Foi assim que começou o que ficou conhecido como “A Loucura de Bernardo Martins: Massacre no Escritório”, amplamente noticiado pelos media. Até houve quem jurasse que o Bernardo já fosse algo instável de nascença (resultado da tutela dos pais talvez), mas isso eram só os oportunistas e mirones que ansiavam aparecer no rectângulo mágico. Eu sabia melhor. Foi o desdém e a pouca fé nas ameaças de um homem franzido e pálido que despertou uma raiva clássica no Sr. Bernardo Martins, digna de um troiano defendendo a sua parcela de uma Tróia afundada. Heitor estaria orgulhoso de uma raiva e honra justificadas como as do Sr. Martins.

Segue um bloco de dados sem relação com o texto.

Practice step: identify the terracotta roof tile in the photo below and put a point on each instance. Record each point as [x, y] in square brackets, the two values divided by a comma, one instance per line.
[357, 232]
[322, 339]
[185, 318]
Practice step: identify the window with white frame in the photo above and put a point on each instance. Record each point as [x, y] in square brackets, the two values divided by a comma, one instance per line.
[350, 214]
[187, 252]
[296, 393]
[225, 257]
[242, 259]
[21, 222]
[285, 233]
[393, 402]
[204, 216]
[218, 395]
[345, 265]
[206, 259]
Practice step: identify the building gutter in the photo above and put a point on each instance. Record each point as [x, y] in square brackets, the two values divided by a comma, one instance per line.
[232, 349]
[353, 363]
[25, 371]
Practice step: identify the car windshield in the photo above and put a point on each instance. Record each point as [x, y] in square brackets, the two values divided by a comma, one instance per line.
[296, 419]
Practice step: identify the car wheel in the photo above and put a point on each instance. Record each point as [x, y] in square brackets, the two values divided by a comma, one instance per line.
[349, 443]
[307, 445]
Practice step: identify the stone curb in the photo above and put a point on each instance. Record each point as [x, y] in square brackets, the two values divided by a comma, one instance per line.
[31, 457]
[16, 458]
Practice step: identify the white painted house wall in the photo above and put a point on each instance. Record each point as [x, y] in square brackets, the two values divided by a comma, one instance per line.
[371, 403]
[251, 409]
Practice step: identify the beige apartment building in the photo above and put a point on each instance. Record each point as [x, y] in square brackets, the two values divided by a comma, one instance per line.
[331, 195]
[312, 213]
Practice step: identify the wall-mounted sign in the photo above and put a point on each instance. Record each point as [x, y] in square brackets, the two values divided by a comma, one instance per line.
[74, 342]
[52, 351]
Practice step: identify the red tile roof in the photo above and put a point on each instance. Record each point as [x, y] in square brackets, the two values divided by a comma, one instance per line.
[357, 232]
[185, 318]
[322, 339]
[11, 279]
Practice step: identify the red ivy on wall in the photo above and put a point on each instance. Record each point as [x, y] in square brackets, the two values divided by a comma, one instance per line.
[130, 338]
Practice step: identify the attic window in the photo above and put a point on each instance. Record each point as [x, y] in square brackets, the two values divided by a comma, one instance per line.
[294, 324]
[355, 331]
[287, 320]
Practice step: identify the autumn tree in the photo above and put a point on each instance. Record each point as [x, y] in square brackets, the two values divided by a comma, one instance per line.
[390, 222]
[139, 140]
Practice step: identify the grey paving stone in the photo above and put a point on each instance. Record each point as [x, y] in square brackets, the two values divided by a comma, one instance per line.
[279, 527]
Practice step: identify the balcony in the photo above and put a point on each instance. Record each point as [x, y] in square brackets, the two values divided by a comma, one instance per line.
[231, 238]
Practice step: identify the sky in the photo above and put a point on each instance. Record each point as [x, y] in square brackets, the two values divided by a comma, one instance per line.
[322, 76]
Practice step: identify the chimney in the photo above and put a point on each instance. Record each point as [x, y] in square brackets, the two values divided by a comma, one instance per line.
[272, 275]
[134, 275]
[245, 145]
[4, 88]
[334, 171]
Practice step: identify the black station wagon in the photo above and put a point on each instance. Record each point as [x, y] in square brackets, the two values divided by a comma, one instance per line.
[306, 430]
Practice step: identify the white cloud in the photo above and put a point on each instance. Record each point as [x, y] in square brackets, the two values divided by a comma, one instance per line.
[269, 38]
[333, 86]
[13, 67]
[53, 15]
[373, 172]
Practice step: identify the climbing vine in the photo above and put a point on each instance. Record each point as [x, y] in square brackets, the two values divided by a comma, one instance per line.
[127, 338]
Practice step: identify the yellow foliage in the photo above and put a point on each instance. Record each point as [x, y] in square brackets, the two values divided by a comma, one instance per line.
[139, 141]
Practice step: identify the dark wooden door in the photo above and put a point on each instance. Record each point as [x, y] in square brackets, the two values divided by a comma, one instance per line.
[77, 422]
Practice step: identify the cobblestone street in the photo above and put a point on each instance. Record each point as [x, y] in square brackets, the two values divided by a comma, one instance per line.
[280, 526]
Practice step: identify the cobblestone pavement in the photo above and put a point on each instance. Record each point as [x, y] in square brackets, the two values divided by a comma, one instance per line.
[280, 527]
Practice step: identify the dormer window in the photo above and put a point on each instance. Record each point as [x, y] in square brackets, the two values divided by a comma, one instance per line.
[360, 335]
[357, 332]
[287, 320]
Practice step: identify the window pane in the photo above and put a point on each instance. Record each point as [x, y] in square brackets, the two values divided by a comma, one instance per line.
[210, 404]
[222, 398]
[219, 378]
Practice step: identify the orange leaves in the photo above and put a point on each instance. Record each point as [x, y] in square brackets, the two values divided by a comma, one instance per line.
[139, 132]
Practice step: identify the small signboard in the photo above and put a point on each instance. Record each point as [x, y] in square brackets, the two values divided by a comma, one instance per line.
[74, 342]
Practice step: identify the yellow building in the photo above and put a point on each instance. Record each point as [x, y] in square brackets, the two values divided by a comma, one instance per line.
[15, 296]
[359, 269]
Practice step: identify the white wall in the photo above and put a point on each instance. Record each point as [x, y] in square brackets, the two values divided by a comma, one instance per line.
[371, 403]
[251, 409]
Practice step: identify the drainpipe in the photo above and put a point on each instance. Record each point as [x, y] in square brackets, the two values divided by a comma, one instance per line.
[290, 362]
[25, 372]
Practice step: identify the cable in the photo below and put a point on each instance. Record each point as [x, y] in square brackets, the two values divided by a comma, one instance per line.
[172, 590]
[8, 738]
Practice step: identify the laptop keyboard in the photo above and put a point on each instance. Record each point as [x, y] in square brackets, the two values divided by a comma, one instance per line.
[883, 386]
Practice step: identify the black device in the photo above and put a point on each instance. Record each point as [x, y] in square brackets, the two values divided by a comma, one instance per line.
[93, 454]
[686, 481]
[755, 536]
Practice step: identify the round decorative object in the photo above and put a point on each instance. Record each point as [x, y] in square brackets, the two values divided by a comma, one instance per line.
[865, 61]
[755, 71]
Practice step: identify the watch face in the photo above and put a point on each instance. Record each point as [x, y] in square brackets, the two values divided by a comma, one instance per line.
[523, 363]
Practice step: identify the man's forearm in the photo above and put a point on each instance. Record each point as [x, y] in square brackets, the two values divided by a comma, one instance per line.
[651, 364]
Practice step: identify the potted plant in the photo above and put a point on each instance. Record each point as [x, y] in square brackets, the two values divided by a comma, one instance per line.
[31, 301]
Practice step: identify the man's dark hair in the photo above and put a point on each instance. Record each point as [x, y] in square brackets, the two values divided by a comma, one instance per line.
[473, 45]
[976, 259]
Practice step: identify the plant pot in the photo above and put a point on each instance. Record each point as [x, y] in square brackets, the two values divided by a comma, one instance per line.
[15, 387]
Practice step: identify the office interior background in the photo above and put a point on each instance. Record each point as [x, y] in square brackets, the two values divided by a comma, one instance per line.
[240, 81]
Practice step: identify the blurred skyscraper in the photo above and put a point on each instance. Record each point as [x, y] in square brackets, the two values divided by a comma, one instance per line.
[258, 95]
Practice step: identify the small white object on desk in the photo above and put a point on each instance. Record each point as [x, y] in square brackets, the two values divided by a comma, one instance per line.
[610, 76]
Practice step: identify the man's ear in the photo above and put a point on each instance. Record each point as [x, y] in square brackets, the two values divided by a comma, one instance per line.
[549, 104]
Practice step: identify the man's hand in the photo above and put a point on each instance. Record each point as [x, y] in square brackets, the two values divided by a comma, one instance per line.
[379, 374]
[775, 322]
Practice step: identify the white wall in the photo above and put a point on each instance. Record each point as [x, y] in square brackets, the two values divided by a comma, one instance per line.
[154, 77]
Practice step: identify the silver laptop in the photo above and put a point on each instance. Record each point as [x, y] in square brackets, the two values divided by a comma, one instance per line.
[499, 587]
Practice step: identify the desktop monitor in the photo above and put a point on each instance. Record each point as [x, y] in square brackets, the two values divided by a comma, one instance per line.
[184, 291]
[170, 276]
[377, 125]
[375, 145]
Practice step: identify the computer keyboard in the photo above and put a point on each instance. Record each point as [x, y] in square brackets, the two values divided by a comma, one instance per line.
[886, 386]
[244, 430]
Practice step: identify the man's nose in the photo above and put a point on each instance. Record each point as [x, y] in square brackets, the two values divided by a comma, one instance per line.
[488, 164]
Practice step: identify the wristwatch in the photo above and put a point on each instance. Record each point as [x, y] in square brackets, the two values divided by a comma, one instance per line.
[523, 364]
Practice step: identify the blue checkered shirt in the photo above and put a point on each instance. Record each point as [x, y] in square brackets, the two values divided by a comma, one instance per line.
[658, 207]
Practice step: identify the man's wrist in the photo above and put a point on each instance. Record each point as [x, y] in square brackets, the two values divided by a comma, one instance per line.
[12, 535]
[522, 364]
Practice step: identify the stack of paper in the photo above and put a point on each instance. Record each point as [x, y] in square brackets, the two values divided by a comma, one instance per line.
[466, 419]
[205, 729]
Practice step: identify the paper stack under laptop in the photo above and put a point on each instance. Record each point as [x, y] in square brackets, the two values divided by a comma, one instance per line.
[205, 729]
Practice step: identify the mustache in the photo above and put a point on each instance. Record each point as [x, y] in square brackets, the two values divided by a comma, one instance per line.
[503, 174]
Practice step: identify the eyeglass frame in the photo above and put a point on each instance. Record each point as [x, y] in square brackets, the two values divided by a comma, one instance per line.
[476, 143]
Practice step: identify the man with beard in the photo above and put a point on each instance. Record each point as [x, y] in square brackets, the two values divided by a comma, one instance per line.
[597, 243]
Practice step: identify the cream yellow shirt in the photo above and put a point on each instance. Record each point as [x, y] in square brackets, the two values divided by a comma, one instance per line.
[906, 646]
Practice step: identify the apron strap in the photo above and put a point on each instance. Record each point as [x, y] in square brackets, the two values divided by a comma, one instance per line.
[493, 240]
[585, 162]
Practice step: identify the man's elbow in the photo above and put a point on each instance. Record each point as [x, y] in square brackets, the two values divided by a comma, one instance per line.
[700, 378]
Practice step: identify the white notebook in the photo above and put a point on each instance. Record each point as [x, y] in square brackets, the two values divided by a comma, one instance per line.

Voltou pouco antes das sete, altura em que todos nós nos encontrávamos fatigados e mórbidamente desejantes de abandonar o local de escravatura compensada, e trazia consigo uma foiçe (“pareçe um comunista” pensei) e um martelo (“é comunista de certeza!). Sentimos todos, inclusive os directores e o patrão (que por algum acaso estranho do destino permaneceram até à hora de fecho, pois saíam sempre pelas sombras das quatro horas) uma ligeira dormência, e entramos num sono leve mas possessivo. Bernardo amarrou-nos todos às cadeiras Ikeaistas e juntou-nos num círculo, de maneira a gozarmos o espetáculo. Começou com os estagiários (coitados!), depois com os arquivistas (pobres diabos!), seguindo para os notistas e escriturários (desgraçados!), e finalmente começou a rolar os olhos serenos para as caras petrificadas da direcção. Este esquema hierárquico foi, claramente, concebido para que o Sr.Marques, já não muito excelente, observasse o destino que tinha distribuído aos seus empregados, para que acordasse todas as manhãs para as caras desfeitas, rasgadas e esmagadas dos seus subalternos diante dos seus olhos, sentindo o suor dedicado e o sangue delicado nas suas mãos para o resto da sua vida. Isto era a compensação do Sr. Martins, de olhos serenos, afundados na carne negra das suas olheiras. Permaneceu largos minutos em frente ao patrão sovina, queimando o seu olhar maníacamente calmo no terror do olhar do seu superior. E matou-se com um sorriso angélico nos lábios. O patrão viveu, embora encontrasse a paz num belíssimo exemplar de Bourbon americano e um frasco de comprimidos. Eu infelizmente pertencia à classe dos escriturários, e as pessoas ainda choram por mim.

Tomás J. A. Pinto

Paz em tons cinza-transparente

Numa tarde permanentemente chuvosa Andrónico pensou para si que a sua vida assemelhava-se aos pingos da chuva que se precipitavam sobre a sua cabeça. Eram tristes e de tom cinza transparente, mas essencial ao progresso da vida e bem-aventurança do mundo. Daí que viesse a encontrar alguma paz de espírito e sossego, encostado ao tronco de uma árvore rugosa e carregada de folhas secas, enquanto via a chuva terminar lentamente, e o vento acalmar. Surgiu então um palhaço, e despejando um balde de água em cima o ensopou.